Command

A command is a system-level building block of sbt, often used to capture user interaction or IDE interaction.

We can think of each command as a State => State function. In sbt, the state represents the following:

  1. Build structure (build.sbt etc)
  2. Your disk (source code, JAR outputs, etc)

Thus, a command would typically modify either the build structure or the disk. For example, the set command can apply a setting to modify the build strcuture:

> set name := "foo"

The act command can lift a task such as compile into a command:

> compile

The compilation would read from the disk and write outputs, or display error messages on the screen.

Commands are sequentially processed

Because there is only one state, a characteristic of commands is that they are executed one at a time.

command

There are some execptions to this rule, but generally commands run sequentially. One mental image that might be useful is that a command is similar to a cashier taking an order in a cafe, and it will be processed in the sequence it was received.

Tasks run in parallel

As mentioned above, the act command translates tasks into the command level.

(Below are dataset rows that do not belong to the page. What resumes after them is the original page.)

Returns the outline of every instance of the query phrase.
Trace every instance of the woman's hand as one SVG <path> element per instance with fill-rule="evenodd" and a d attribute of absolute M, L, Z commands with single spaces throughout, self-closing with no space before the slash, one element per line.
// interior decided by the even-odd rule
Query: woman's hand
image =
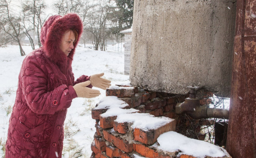
<path fill-rule="evenodd" d="M 111 85 L 111 81 L 106 79 L 102 79 L 100 77 L 104 75 L 104 73 L 102 73 L 99 74 L 95 74 L 91 76 L 90 81 L 92 86 L 101 88 L 102 89 L 106 90 L 107 88 L 109 88 Z"/>
<path fill-rule="evenodd" d="M 86 87 L 90 84 L 91 82 L 90 81 L 87 81 L 85 82 L 77 84 L 73 86 L 76 93 L 77 93 L 77 97 L 91 98 L 98 97 L 100 94 L 99 90 L 93 89 Z"/>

While doing so, the act command will broadcast the task across the aggregated subprojects and run independent tasks in parallel.

Similarly, the reload command that runs during the startup of a session will initialize the settings in parallel.

act

The role of sbt server

sbt server is a service that accepts commands from either the command line or a network API called Build Server Protocol. This mechanism allows both the build user and IDEs to share the same sbt session.